Stimulus presentation was via a 24-bit RME (Haimhausen, Germany) Hammerfall DSP 9632 soundcard, a Tucker-Davis Technologies (Alachua, USA) HB7 headphone buffer and a pair of Sennheiser (Wennebostel, Germany) HDA200 headphones. Calibration was carried out using a B&K 4153 artificial ear, a B&K 4134 1/2" microphone, a B&K 2669 preamplifier, and a B&K 2610 measurement amplifier.
For the EHI listeners, linear amplification was applied to the stimuli in accordance with the ‘National Acoustics Laboratories—Revised-Profound’ (NAL-RP) fitting rule (Byrne, Parkinson, & Newall, 1990) to ensure adequate audibility. The Master Hearing Aid research platform (Grimm, Herzke, Berg, & Hohmann, 2006) was used for that purpose. Figure 3 illustrates the use of NAL-RP amplification for the two target stimuli used here (see later). The gray dotted line corresponds to mean hearing thresholds of the YNH listeners tested here plotted in terms of 1/3-octave band sound pressure levels (SPLs). The gray dashed line corresponds to the mean hearing thresholds (also in dB SPL) of the EHI listeners tested here. The error bars denote ±1 SD. The black and gray solid lines without any symbols depict the long-term average spectrum (LTAS) of the two target signals (fountain and phone, respectively) at the eardrum as calculated with a diffuse field-to-eardrum transformation (ANSI, 2007). The black and gray solid lines with diamonds show the effects of NAL-RP amplification prescribed for the grand average hearing thresholds of the EHI listeners for these two signals. These data show that, on average, both target signals were several decibels above the participants’ hearing thresholds for frequencies between ∼0.4 and ∼3 kHz. Potential audibility issues could have occurred for certain EHI listeners, particularly below 0.4 kHz and above 4 kHz where NAL-RP reduces gain compared with the midfrequency range (e.g., Dillon, 2012).
Stimuli
We made measurements with up to five different environmental sounds similar to those used by Brungart et al. (2014). Except for some complementary measurements (see later), a ringing phone served as the target sound (see Figure 2). The other sound sources (soda poured into a glass, a bleating goat, ringing bells, a splashing fountain) were fixed in location. Based on the results of a pilot study (Lundbeck, Grimm, Hohmann, Laugesen, & Neher, 2016), we presented the target sound (S1) at a nominal SPL of 65 dB and each of the other sounds (S2-S5) at 62 dB SPL (nominal), as measured at the listening position with the receiver absent. Depending on the number of concurrent sound sources, the signal-to-noise ratio was therefore 0 dB (two distractors) or −3 dB (four distractors). The duration of each environmental sound was 2.3 s. In case of the reverberant test scenario, the duration increased by the reverberation time of the room (∼0.8 s).

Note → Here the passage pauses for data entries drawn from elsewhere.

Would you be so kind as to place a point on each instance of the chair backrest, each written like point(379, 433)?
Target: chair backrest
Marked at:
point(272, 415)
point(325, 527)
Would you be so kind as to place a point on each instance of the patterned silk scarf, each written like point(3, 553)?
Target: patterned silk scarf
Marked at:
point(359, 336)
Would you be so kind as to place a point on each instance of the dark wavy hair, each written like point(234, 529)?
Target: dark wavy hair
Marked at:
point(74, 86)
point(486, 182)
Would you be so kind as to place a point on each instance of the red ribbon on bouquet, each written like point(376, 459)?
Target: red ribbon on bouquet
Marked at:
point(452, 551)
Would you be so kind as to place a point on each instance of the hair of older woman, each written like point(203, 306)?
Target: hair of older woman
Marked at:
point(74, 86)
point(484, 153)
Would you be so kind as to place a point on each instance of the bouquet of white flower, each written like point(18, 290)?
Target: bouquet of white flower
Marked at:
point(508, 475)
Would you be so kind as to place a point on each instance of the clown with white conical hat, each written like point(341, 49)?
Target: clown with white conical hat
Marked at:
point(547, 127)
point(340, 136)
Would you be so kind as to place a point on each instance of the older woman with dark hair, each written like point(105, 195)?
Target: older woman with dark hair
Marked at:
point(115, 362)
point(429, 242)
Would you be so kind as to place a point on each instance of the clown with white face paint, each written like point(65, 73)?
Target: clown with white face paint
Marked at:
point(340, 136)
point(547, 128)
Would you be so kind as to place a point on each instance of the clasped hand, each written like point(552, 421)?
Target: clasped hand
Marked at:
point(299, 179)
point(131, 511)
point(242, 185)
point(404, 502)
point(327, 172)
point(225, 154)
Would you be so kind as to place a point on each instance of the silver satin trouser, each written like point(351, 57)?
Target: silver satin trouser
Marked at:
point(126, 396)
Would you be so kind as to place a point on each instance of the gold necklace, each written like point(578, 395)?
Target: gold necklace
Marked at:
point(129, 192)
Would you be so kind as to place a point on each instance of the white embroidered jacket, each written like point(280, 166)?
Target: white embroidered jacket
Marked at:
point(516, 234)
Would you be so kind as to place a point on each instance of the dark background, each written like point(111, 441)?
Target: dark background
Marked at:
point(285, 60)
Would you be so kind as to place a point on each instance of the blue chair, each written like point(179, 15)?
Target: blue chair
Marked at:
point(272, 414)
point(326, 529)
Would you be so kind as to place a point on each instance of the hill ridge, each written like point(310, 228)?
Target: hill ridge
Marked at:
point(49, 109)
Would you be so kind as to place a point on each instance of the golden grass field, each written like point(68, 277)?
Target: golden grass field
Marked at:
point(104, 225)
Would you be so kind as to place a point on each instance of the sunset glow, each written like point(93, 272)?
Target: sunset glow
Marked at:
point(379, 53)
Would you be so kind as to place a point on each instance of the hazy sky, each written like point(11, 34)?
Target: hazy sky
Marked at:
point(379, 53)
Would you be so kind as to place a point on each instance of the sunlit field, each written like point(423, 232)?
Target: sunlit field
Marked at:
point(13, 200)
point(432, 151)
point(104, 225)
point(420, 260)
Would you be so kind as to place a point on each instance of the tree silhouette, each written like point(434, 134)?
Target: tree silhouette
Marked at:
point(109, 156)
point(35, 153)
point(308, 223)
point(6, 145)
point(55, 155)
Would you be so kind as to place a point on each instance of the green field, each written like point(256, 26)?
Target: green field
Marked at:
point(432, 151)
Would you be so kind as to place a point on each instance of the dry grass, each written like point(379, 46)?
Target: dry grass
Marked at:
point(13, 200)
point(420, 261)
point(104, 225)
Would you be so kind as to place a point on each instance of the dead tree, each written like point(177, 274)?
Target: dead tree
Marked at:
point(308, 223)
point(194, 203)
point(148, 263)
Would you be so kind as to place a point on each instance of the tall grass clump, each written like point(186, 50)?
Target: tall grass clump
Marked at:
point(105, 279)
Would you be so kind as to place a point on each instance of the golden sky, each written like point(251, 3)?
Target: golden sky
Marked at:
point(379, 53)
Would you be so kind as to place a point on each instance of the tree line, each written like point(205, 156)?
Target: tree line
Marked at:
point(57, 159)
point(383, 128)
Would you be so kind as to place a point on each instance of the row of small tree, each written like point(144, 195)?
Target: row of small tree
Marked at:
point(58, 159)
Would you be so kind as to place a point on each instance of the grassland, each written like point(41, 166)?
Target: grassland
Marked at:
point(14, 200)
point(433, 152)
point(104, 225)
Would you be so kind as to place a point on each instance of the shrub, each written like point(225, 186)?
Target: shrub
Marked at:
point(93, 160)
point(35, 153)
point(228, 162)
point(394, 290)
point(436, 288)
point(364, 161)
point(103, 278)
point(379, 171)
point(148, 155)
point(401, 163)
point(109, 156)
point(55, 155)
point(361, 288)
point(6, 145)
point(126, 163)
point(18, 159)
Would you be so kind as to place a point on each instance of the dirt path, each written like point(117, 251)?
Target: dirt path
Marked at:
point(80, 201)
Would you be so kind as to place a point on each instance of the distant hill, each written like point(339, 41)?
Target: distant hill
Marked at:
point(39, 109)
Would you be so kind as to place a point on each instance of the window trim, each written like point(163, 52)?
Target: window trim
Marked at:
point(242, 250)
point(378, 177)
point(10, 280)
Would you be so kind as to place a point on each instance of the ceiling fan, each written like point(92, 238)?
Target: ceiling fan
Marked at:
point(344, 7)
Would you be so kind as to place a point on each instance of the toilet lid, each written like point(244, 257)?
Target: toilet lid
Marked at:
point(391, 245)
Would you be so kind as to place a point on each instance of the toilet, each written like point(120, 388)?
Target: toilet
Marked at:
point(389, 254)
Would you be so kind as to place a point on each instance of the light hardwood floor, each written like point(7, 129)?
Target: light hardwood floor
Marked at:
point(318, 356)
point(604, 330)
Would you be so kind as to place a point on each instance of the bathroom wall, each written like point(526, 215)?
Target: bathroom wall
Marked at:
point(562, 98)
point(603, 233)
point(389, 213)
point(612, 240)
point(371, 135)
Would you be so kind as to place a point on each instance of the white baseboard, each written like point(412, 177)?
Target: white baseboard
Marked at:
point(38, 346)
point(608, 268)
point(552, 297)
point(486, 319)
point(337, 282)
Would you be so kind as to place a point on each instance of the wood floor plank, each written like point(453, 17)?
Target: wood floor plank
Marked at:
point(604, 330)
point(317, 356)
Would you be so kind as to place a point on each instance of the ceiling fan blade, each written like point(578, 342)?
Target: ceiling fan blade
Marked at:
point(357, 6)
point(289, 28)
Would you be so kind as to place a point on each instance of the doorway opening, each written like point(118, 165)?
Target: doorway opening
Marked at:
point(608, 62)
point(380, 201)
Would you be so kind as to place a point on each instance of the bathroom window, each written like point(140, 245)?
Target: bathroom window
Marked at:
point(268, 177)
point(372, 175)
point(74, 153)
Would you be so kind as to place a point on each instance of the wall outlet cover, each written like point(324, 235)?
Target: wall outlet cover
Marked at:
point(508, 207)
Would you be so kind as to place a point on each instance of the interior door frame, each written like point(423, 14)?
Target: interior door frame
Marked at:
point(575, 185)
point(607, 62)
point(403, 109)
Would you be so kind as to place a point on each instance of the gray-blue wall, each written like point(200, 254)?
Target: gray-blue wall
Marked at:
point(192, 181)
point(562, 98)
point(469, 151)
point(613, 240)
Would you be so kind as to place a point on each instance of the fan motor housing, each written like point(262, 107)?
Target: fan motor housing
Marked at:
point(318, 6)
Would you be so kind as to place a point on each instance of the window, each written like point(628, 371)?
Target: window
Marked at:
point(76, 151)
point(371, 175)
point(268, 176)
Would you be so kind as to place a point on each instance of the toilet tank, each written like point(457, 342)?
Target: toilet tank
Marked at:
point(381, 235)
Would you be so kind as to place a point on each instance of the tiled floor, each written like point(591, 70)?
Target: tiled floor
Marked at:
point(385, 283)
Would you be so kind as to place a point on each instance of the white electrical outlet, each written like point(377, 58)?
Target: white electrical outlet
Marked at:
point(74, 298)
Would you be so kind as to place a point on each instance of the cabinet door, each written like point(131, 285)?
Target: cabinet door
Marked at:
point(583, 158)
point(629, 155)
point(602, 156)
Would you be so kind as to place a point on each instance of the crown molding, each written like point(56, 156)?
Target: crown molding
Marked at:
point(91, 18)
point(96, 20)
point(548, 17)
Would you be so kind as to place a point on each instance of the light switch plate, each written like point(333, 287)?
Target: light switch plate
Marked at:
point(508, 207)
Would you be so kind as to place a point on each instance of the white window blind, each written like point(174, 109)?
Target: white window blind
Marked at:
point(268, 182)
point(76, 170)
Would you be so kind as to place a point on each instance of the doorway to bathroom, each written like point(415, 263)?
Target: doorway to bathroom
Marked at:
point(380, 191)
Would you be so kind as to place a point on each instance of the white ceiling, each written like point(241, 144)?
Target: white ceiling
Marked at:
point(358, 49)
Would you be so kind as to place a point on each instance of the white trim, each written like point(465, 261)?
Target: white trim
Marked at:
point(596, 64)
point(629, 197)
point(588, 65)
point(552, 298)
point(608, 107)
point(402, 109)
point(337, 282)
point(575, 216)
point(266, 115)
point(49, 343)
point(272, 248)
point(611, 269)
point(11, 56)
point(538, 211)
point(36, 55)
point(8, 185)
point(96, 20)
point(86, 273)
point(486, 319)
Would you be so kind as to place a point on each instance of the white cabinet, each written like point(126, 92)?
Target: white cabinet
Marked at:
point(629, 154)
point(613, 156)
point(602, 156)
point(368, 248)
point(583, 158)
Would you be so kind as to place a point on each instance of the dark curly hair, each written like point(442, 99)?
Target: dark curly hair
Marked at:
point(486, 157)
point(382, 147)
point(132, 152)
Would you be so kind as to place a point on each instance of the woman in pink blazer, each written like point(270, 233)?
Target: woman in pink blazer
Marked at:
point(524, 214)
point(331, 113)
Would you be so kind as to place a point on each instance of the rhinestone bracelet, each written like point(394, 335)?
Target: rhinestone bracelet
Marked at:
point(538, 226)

Because the environmental sounds differed considerably in terms of their spectro-temporal properties (see Figure 4), we also addressed the influence of these differences on source movement detection. Specifically, as part of the radial movement detection measurements, we exchanged the phone sound with the fountain sound, as these two sounds differed most from each other.
Procedure
Initially, the participants’ hearing thresholds at the standard audiometric frequencies from 0.125 to 8 kHz were measured. They were then seated in a soundproof booth in front of a screen where they could use a graphical user interface to familiarize themselves with some example stimuli with static or moving target sounds. Once the participants felt comfortable with detecting the source movements and changes in the movement direction (from angular to radial or vice versa), a training run was completed. For all (training or test) runs, a single-interval two-alternative-forced-choice paradigm was used. Each interval had a duration of 2.3 s under anechoic conditions and 3.1 s under reverberant conditions. On each trial, the task of the participants was to indicate whether or not they perceived a target source movement by pressing a button on the screen (‘Yes’ or ‘No’). No feedback was provided.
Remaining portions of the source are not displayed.